La vida en el desierto más grande del mundo no puede ser simple. A lo largo del camino, una mujer que espera transporte para ella y sus hijos sobre la ruta, me pide un poco de agua para el más pequeño. Caminó con ellos 3 km para llegar a la ruta pasada media mañana cuando la temperatura alcanzaba los 50 C. A pesar de tener yo poca agua para mí, me detuve para darle lo que el niño necesitara. Al fin y al cabo hacía mucho que no me pasaba ningún vehículo y del sólo pensar en ellos esperando al borde del camino bajo este sol asesino sin ninguna protección me retorcía el estómago.

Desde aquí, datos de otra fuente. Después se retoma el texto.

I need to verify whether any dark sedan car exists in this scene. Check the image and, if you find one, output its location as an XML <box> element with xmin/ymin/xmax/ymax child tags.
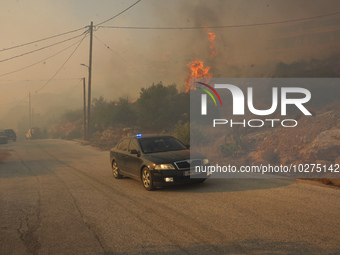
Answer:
<box><xmin>110</xmin><ymin>135</ymin><xmax>209</xmax><ymax>190</ymax></box>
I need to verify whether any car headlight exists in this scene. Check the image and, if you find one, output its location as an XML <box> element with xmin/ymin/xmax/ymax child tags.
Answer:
<box><xmin>202</xmin><ymin>158</ymin><xmax>209</xmax><ymax>165</ymax></box>
<box><xmin>155</xmin><ymin>164</ymin><xmax>175</xmax><ymax>170</ymax></box>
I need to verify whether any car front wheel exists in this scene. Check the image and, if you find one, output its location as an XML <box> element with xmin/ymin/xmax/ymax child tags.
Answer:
<box><xmin>142</xmin><ymin>167</ymin><xmax>155</xmax><ymax>190</ymax></box>
<box><xmin>112</xmin><ymin>161</ymin><xmax>123</xmax><ymax>179</ymax></box>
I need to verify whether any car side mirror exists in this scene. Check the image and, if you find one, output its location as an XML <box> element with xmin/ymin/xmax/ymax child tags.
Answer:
<box><xmin>130</xmin><ymin>149</ymin><xmax>140</xmax><ymax>157</ymax></box>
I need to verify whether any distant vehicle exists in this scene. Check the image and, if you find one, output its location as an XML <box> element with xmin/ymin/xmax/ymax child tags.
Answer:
<box><xmin>25</xmin><ymin>127</ymin><xmax>43</xmax><ymax>140</ymax></box>
<box><xmin>110</xmin><ymin>135</ymin><xmax>210</xmax><ymax>190</ymax></box>
<box><xmin>4</xmin><ymin>129</ymin><xmax>17</xmax><ymax>142</ymax></box>
<box><xmin>0</xmin><ymin>131</ymin><xmax>8</xmax><ymax>144</ymax></box>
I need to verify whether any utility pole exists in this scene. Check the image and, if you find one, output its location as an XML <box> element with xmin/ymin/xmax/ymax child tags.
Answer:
<box><xmin>83</xmin><ymin>77</ymin><xmax>87</xmax><ymax>140</ymax></box>
<box><xmin>86</xmin><ymin>21</ymin><xmax>93</xmax><ymax>139</ymax></box>
<box><xmin>28</xmin><ymin>92</ymin><xmax>32</xmax><ymax>129</ymax></box>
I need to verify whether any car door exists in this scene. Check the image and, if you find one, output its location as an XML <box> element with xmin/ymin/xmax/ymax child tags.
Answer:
<box><xmin>116</xmin><ymin>138</ymin><xmax>131</xmax><ymax>172</ymax></box>
<box><xmin>126</xmin><ymin>138</ymin><xmax>143</xmax><ymax>178</ymax></box>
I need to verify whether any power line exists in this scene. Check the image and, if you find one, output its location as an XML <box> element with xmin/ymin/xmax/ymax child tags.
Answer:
<box><xmin>0</xmin><ymin>37</ymin><xmax>86</xmax><ymax>77</ymax></box>
<box><xmin>98</xmin><ymin>11</ymin><xmax>340</xmax><ymax>30</ymax></box>
<box><xmin>35</xmin><ymin>34</ymin><xmax>87</xmax><ymax>93</ymax></box>
<box><xmin>0</xmin><ymin>78</ymin><xmax>82</xmax><ymax>82</ymax></box>
<box><xmin>0</xmin><ymin>32</ymin><xmax>86</xmax><ymax>63</ymax></box>
<box><xmin>0</xmin><ymin>27</ymin><xmax>86</xmax><ymax>52</ymax></box>
<box><xmin>94</xmin><ymin>36</ymin><xmax>152</xmax><ymax>82</ymax></box>
<box><xmin>96</xmin><ymin>0</ymin><xmax>141</xmax><ymax>26</ymax></box>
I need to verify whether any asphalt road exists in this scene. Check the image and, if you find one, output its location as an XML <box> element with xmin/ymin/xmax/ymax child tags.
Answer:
<box><xmin>0</xmin><ymin>140</ymin><xmax>340</xmax><ymax>255</ymax></box>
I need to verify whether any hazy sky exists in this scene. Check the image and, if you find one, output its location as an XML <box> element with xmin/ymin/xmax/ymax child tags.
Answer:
<box><xmin>0</xmin><ymin>0</ymin><xmax>340</xmax><ymax>123</ymax></box>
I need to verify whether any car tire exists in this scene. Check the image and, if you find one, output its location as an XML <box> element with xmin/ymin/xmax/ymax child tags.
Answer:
<box><xmin>141</xmin><ymin>167</ymin><xmax>155</xmax><ymax>191</ymax></box>
<box><xmin>112</xmin><ymin>161</ymin><xmax>123</xmax><ymax>179</ymax></box>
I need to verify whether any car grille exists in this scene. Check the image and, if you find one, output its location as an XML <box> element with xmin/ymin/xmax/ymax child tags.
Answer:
<box><xmin>174</xmin><ymin>159</ymin><xmax>202</xmax><ymax>170</ymax></box>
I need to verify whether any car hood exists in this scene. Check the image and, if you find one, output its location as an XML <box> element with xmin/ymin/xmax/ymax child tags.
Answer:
<box><xmin>144</xmin><ymin>150</ymin><xmax>204</xmax><ymax>164</ymax></box>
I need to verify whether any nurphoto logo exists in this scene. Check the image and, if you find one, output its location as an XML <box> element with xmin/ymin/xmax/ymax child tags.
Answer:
<box><xmin>197</xmin><ymin>82</ymin><xmax>312</xmax><ymax>127</ymax></box>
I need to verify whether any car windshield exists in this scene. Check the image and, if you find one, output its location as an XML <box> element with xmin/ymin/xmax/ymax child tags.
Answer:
<box><xmin>139</xmin><ymin>137</ymin><xmax>187</xmax><ymax>153</ymax></box>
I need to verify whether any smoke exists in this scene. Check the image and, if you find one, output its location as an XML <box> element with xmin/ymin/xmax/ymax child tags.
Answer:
<box><xmin>0</xmin><ymin>0</ymin><xmax>340</xmax><ymax>131</ymax></box>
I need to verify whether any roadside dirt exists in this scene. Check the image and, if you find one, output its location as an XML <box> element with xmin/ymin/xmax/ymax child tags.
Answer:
<box><xmin>0</xmin><ymin>150</ymin><xmax>11</xmax><ymax>163</ymax></box>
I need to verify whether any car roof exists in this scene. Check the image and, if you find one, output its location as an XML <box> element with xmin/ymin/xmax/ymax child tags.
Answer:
<box><xmin>126</xmin><ymin>134</ymin><xmax>174</xmax><ymax>139</ymax></box>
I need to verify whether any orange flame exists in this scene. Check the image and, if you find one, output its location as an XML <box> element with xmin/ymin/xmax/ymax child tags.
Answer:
<box><xmin>185</xmin><ymin>28</ymin><xmax>216</xmax><ymax>93</ymax></box>
<box><xmin>185</xmin><ymin>60</ymin><xmax>212</xmax><ymax>93</ymax></box>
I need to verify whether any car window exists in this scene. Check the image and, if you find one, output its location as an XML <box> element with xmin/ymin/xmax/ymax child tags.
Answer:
<box><xmin>117</xmin><ymin>138</ymin><xmax>130</xmax><ymax>151</ymax></box>
<box><xmin>139</xmin><ymin>137</ymin><xmax>186</xmax><ymax>153</ymax></box>
<box><xmin>129</xmin><ymin>139</ymin><xmax>140</xmax><ymax>152</ymax></box>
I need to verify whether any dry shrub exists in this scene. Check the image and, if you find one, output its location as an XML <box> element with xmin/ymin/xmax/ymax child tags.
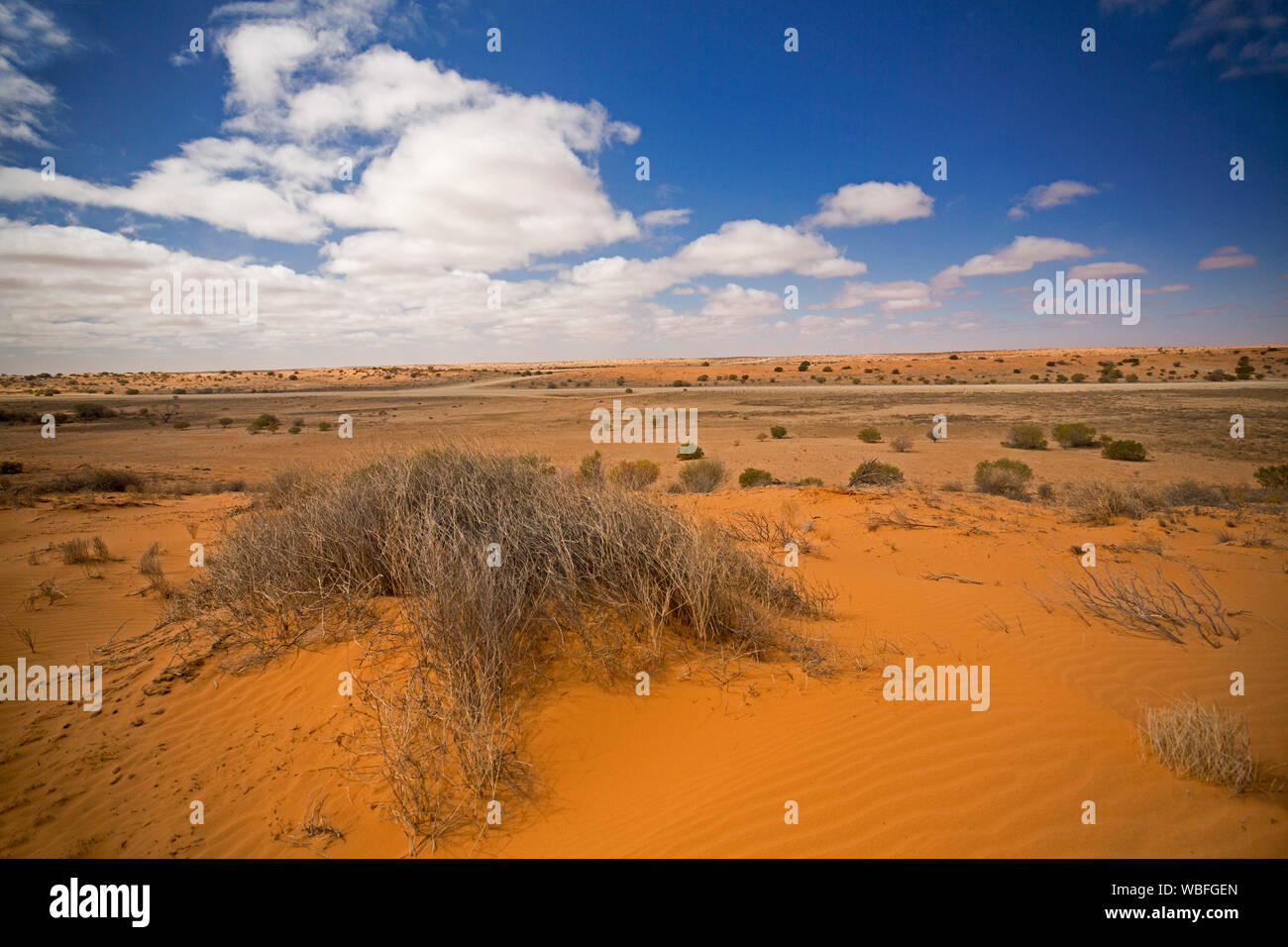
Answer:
<box><xmin>1055</xmin><ymin>566</ymin><xmax>1239</xmax><ymax>648</ymax></box>
<box><xmin>1064</xmin><ymin>480</ymin><xmax>1160</xmax><ymax>526</ymax></box>
<box><xmin>608</xmin><ymin>460</ymin><xmax>662</xmax><ymax>489</ymax></box>
<box><xmin>58</xmin><ymin>536</ymin><xmax>112</xmax><ymax>566</ymax></box>
<box><xmin>678</xmin><ymin>460</ymin><xmax>729</xmax><ymax>493</ymax></box>
<box><xmin>1140</xmin><ymin>697</ymin><xmax>1257</xmax><ymax>792</ymax></box>
<box><xmin>176</xmin><ymin>449</ymin><xmax>827</xmax><ymax>848</ymax></box>
<box><xmin>139</xmin><ymin>543</ymin><xmax>176</xmax><ymax>599</ymax></box>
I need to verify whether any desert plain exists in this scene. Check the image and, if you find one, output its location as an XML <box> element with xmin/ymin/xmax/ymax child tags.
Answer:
<box><xmin>0</xmin><ymin>346</ymin><xmax>1288</xmax><ymax>858</ymax></box>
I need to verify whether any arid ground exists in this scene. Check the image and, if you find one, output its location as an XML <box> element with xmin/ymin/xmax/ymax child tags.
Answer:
<box><xmin>0</xmin><ymin>347</ymin><xmax>1288</xmax><ymax>857</ymax></box>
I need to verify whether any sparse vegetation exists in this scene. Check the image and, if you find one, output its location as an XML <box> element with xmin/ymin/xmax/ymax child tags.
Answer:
<box><xmin>1004</xmin><ymin>424</ymin><xmax>1046</xmax><ymax>451</ymax></box>
<box><xmin>1256</xmin><ymin>464</ymin><xmax>1288</xmax><ymax>489</ymax></box>
<box><xmin>1051</xmin><ymin>421</ymin><xmax>1096</xmax><ymax>447</ymax></box>
<box><xmin>678</xmin><ymin>460</ymin><xmax>728</xmax><ymax>493</ymax></box>
<box><xmin>975</xmin><ymin>458</ymin><xmax>1033</xmax><ymax>500</ymax></box>
<box><xmin>170</xmin><ymin>450</ymin><xmax>825</xmax><ymax>852</ymax></box>
<box><xmin>846</xmin><ymin>460</ymin><xmax>903</xmax><ymax>487</ymax></box>
<box><xmin>1140</xmin><ymin>697</ymin><xmax>1257</xmax><ymax>792</ymax></box>
<box><xmin>608</xmin><ymin>460</ymin><xmax>662</xmax><ymax>489</ymax></box>
<box><xmin>1100</xmin><ymin>441</ymin><xmax>1145</xmax><ymax>463</ymax></box>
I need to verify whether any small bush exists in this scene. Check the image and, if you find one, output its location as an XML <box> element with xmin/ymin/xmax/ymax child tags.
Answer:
<box><xmin>1051</xmin><ymin>421</ymin><xmax>1096</xmax><ymax>447</ymax></box>
<box><xmin>58</xmin><ymin>536</ymin><xmax>112</xmax><ymax>566</ymax></box>
<box><xmin>577</xmin><ymin>451</ymin><xmax>604</xmax><ymax>480</ymax></box>
<box><xmin>846</xmin><ymin>460</ymin><xmax>903</xmax><ymax>487</ymax></box>
<box><xmin>975</xmin><ymin>458</ymin><xmax>1033</xmax><ymax>500</ymax></box>
<box><xmin>1141</xmin><ymin>697</ymin><xmax>1257</xmax><ymax>792</ymax></box>
<box><xmin>680</xmin><ymin>460</ymin><xmax>728</xmax><ymax>493</ymax></box>
<box><xmin>608</xmin><ymin>460</ymin><xmax>662</xmax><ymax>489</ymax></box>
<box><xmin>72</xmin><ymin>401</ymin><xmax>116</xmax><ymax>421</ymax></box>
<box><xmin>1100</xmin><ymin>441</ymin><xmax>1145</xmax><ymax>462</ymax></box>
<box><xmin>1004</xmin><ymin>424</ymin><xmax>1046</xmax><ymax>451</ymax></box>
<box><xmin>1256</xmin><ymin>464</ymin><xmax>1288</xmax><ymax>489</ymax></box>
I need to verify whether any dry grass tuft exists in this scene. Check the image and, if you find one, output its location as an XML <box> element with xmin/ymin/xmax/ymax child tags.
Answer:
<box><xmin>176</xmin><ymin>449</ymin><xmax>828</xmax><ymax>849</ymax></box>
<box><xmin>1140</xmin><ymin>697</ymin><xmax>1257</xmax><ymax>792</ymax></box>
<box><xmin>1055</xmin><ymin>566</ymin><xmax>1239</xmax><ymax>648</ymax></box>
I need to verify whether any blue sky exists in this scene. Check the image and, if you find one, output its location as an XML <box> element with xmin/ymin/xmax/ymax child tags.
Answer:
<box><xmin>0</xmin><ymin>0</ymin><xmax>1288</xmax><ymax>373</ymax></box>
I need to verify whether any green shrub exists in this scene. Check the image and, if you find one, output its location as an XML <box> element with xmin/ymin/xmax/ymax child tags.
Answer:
<box><xmin>975</xmin><ymin>458</ymin><xmax>1033</xmax><ymax>500</ymax></box>
<box><xmin>1251</xmin><ymin>464</ymin><xmax>1288</xmax><ymax>489</ymax></box>
<box><xmin>680</xmin><ymin>460</ymin><xmax>728</xmax><ymax>493</ymax></box>
<box><xmin>608</xmin><ymin>460</ymin><xmax>662</xmax><ymax>489</ymax></box>
<box><xmin>1100</xmin><ymin>441</ymin><xmax>1145</xmax><ymax>462</ymax></box>
<box><xmin>1051</xmin><ymin>421</ymin><xmax>1096</xmax><ymax>447</ymax></box>
<box><xmin>1004</xmin><ymin>424</ymin><xmax>1046</xmax><ymax>451</ymax></box>
<box><xmin>846</xmin><ymin>460</ymin><xmax>903</xmax><ymax>487</ymax></box>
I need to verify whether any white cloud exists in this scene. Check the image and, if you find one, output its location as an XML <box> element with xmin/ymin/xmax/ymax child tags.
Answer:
<box><xmin>1006</xmin><ymin>180</ymin><xmax>1098</xmax><ymax>220</ymax></box>
<box><xmin>640</xmin><ymin>207</ymin><xmax>691</xmax><ymax>227</ymax></box>
<box><xmin>930</xmin><ymin>237</ymin><xmax>1094</xmax><ymax>292</ymax></box>
<box><xmin>1066</xmin><ymin>263</ymin><xmax>1149</xmax><ymax>279</ymax></box>
<box><xmin>1195</xmin><ymin>246</ymin><xmax>1259</xmax><ymax>269</ymax></box>
<box><xmin>0</xmin><ymin>0</ymin><xmax>72</xmax><ymax>145</ymax></box>
<box><xmin>803</xmin><ymin>180</ymin><xmax>935</xmax><ymax>227</ymax></box>
<box><xmin>825</xmin><ymin>279</ymin><xmax>939</xmax><ymax>312</ymax></box>
<box><xmin>674</xmin><ymin>220</ymin><xmax>868</xmax><ymax>277</ymax></box>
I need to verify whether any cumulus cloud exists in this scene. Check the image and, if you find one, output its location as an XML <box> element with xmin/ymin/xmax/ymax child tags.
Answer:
<box><xmin>930</xmin><ymin>237</ymin><xmax>1094</xmax><ymax>292</ymax></box>
<box><xmin>1195</xmin><ymin>246</ymin><xmax>1258</xmax><ymax>269</ymax></box>
<box><xmin>804</xmin><ymin>180</ymin><xmax>935</xmax><ymax>227</ymax></box>
<box><xmin>0</xmin><ymin>0</ymin><xmax>73</xmax><ymax>145</ymax></box>
<box><xmin>1065</xmin><ymin>263</ymin><xmax>1149</xmax><ymax>279</ymax></box>
<box><xmin>1006</xmin><ymin>180</ymin><xmax>1098</xmax><ymax>220</ymax></box>
<box><xmin>674</xmin><ymin>220</ymin><xmax>868</xmax><ymax>277</ymax></box>
<box><xmin>827</xmin><ymin>279</ymin><xmax>940</xmax><ymax>312</ymax></box>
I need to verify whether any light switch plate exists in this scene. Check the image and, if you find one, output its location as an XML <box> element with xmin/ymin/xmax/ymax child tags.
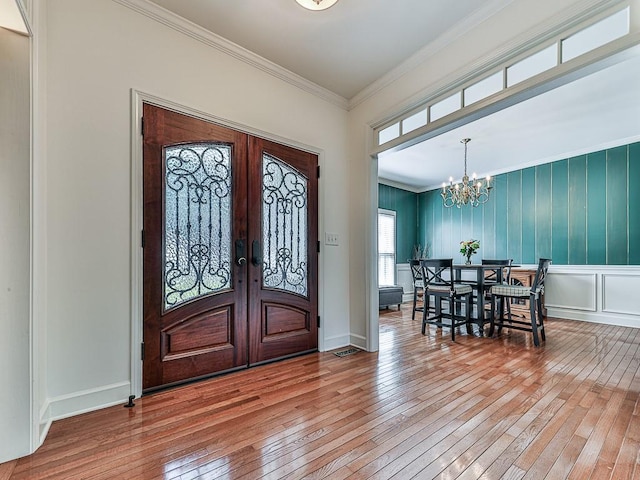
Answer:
<box><xmin>324</xmin><ymin>232</ymin><xmax>340</xmax><ymax>246</ymax></box>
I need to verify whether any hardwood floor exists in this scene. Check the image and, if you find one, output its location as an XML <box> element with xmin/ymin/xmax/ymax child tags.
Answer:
<box><xmin>0</xmin><ymin>305</ymin><xmax>640</xmax><ymax>480</ymax></box>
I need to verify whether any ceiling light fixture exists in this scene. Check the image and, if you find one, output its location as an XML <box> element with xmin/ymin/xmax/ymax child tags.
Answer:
<box><xmin>440</xmin><ymin>138</ymin><xmax>492</xmax><ymax>208</ymax></box>
<box><xmin>296</xmin><ymin>0</ymin><xmax>338</xmax><ymax>10</ymax></box>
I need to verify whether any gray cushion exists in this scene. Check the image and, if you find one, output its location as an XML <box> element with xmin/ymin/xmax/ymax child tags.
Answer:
<box><xmin>427</xmin><ymin>283</ymin><xmax>472</xmax><ymax>295</ymax></box>
<box><xmin>491</xmin><ymin>285</ymin><xmax>542</xmax><ymax>297</ymax></box>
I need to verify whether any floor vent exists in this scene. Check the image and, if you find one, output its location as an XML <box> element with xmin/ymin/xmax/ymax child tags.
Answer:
<box><xmin>333</xmin><ymin>348</ymin><xmax>360</xmax><ymax>357</ymax></box>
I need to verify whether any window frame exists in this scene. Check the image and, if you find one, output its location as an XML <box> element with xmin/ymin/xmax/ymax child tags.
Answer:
<box><xmin>376</xmin><ymin>208</ymin><xmax>398</xmax><ymax>287</ymax></box>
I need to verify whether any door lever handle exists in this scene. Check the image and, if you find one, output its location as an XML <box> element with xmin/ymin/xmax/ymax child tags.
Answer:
<box><xmin>251</xmin><ymin>240</ymin><xmax>262</xmax><ymax>267</ymax></box>
<box><xmin>236</xmin><ymin>240</ymin><xmax>247</xmax><ymax>266</ymax></box>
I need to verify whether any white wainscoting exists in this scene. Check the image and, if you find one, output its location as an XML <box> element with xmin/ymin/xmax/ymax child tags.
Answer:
<box><xmin>545</xmin><ymin>265</ymin><xmax>640</xmax><ymax>327</ymax></box>
<box><xmin>396</xmin><ymin>263</ymin><xmax>640</xmax><ymax>328</ymax></box>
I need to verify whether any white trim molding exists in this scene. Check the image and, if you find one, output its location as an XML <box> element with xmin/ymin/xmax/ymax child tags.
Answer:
<box><xmin>48</xmin><ymin>382</ymin><xmax>131</xmax><ymax>421</ymax></box>
<box><xmin>545</xmin><ymin>265</ymin><xmax>640</xmax><ymax>328</ymax></box>
<box><xmin>113</xmin><ymin>0</ymin><xmax>349</xmax><ymax>110</ymax></box>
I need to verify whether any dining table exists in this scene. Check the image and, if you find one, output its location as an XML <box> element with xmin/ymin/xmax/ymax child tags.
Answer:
<box><xmin>453</xmin><ymin>263</ymin><xmax>514</xmax><ymax>336</ymax></box>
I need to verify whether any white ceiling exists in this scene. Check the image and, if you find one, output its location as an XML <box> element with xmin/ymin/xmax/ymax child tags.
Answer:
<box><xmin>146</xmin><ymin>0</ymin><xmax>513</xmax><ymax>100</ymax></box>
<box><xmin>378</xmin><ymin>55</ymin><xmax>640</xmax><ymax>191</ymax></box>
<box><xmin>146</xmin><ymin>0</ymin><xmax>640</xmax><ymax>191</ymax></box>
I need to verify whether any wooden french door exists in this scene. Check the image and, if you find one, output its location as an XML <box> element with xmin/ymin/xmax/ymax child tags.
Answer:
<box><xmin>143</xmin><ymin>104</ymin><xmax>318</xmax><ymax>391</ymax></box>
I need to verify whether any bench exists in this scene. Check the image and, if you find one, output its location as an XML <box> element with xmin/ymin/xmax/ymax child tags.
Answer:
<box><xmin>378</xmin><ymin>285</ymin><xmax>404</xmax><ymax>310</ymax></box>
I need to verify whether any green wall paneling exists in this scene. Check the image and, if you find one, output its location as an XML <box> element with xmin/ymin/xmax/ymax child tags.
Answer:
<box><xmin>480</xmin><ymin>195</ymin><xmax>498</xmax><ymax>259</ymax></box>
<box><xmin>607</xmin><ymin>146</ymin><xmax>628</xmax><ymax>265</ymax></box>
<box><xmin>534</xmin><ymin>163</ymin><xmax>553</xmax><ymax>263</ymax></box>
<box><xmin>568</xmin><ymin>155</ymin><xmax>587</xmax><ymax>265</ymax></box>
<box><xmin>504</xmin><ymin>170</ymin><xmax>522</xmax><ymax>264</ymax></box>
<box><xmin>551</xmin><ymin>160</ymin><xmax>569</xmax><ymax>265</ymax></box>
<box><xmin>492</xmin><ymin>175</ymin><xmax>509</xmax><ymax>258</ymax></box>
<box><xmin>378</xmin><ymin>184</ymin><xmax>418</xmax><ymax>263</ymax></box>
<box><xmin>587</xmin><ymin>151</ymin><xmax>607</xmax><ymax>265</ymax></box>
<box><xmin>629</xmin><ymin>143</ymin><xmax>640</xmax><ymax>265</ymax></box>
<box><xmin>418</xmin><ymin>143</ymin><xmax>640</xmax><ymax>265</ymax></box>
<box><xmin>520</xmin><ymin>167</ymin><xmax>538</xmax><ymax>264</ymax></box>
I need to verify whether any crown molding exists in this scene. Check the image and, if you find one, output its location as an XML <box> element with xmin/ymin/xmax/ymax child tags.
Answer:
<box><xmin>378</xmin><ymin>177</ymin><xmax>422</xmax><ymax>193</ymax></box>
<box><xmin>349</xmin><ymin>0</ymin><xmax>515</xmax><ymax>110</ymax></box>
<box><xmin>113</xmin><ymin>0</ymin><xmax>349</xmax><ymax>110</ymax></box>
<box><xmin>356</xmin><ymin>0</ymin><xmax>627</xmax><ymax>116</ymax></box>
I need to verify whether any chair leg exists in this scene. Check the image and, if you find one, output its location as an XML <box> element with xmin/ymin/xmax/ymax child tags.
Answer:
<box><xmin>529</xmin><ymin>295</ymin><xmax>540</xmax><ymax>347</ymax></box>
<box><xmin>489</xmin><ymin>294</ymin><xmax>496</xmax><ymax>337</ymax></box>
<box><xmin>411</xmin><ymin>287</ymin><xmax>418</xmax><ymax>320</ymax></box>
<box><xmin>450</xmin><ymin>297</ymin><xmax>460</xmax><ymax>342</ymax></box>
<box><xmin>464</xmin><ymin>294</ymin><xmax>472</xmax><ymax>336</ymax></box>
<box><xmin>538</xmin><ymin>296</ymin><xmax>547</xmax><ymax>340</ymax></box>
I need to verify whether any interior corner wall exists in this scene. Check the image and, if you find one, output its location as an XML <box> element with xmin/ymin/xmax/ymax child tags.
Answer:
<box><xmin>378</xmin><ymin>183</ymin><xmax>424</xmax><ymax>263</ymax></box>
<box><xmin>0</xmin><ymin>28</ymin><xmax>31</xmax><ymax>463</ymax></box>
<box><xmin>40</xmin><ymin>0</ymin><xmax>350</xmax><ymax>432</ymax></box>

Al atardecer, otro hombre pasa a mi lado en su camello, estábamos cerca de su aldea de casas de barro, me mira en la bicicleta y se detiene, quiere una foto en su camello, suerte para él dar con un fotógrafo en bicicleta. El sol ya bajo bañaba el desierto en color dorado, las sombras de su camello se extendían por varios metros en la arena. Era uno de nuestros últimos días en esta larga travesía a lo largo del Sahara, me llevo imágenes y recuerdos memorables, lo que el sahara sudanés no tiene en paisajes hermosos lo tiene en esta gente tan increíblemente maravillosa que lo habita, es tan buena que parece tan extraplanetaria como el calor que hace acá. Hospitalidad y calidez en su más absoluta expresión.